On Sep 1, 7:40 pm, Eric Abrahamsen <[EMAIL PROTECTED]> wrote:
> On Sep 2, 2008, at 9:52 AM,MrJogowrote:
>
>
>
> > I read that post, and now have a general idea of what to do, but I'm
> > still confused on the specifics. It doesn't help that my SQL is VERY
> > rusty.
>
> I'm really not the one to be walking you through this, since my own  
> success was a bit of a fluke, but maybe I can nudge things in the  
> right direction.
>
>
>
> > Am I supposed to use cursor.execute() to do the INITIAL lookup? That
> > is, instead of calling a filter, or whatnot, on each book entry, I do
> > a cursor.execute that gets the books I want AND the related living
> > authors in one fell swoop? Do I set that up as a custom Manager?
>
> The way I did it was one query for the base queryset, and then one  
> cursor.execute() that pulled out the extra info I wanted to attach to  
> each queryset object. You certainly could do one cursor.execute() to  
> retrieve the entire query, but then you'd have to work with raw data,  
> not nice python objects.
>
> Come to think of it, you might not even want to use cursor.execute().  

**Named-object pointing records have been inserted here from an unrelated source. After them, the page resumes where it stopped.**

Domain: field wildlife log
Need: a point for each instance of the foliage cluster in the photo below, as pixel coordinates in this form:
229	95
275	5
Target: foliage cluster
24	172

> I did that because all I wanted was an extra list of pks, not full  
> model instances. If you want to use the living authors as full  
> instances (ie call methods on them), then you could do this all with  
> Django's ORM: one query of books with living authors, one query of  
> living authors, then python to attach the two.
>
> Whether you set it up as custom manager or not mostly depends on how  
> often you expect to be using this particular query. More than once or  
> twice, and you might as well make it a manager method.
>
> > What would be the SQL for that? My model does not create an in between
> > table (such as appname_book_authors).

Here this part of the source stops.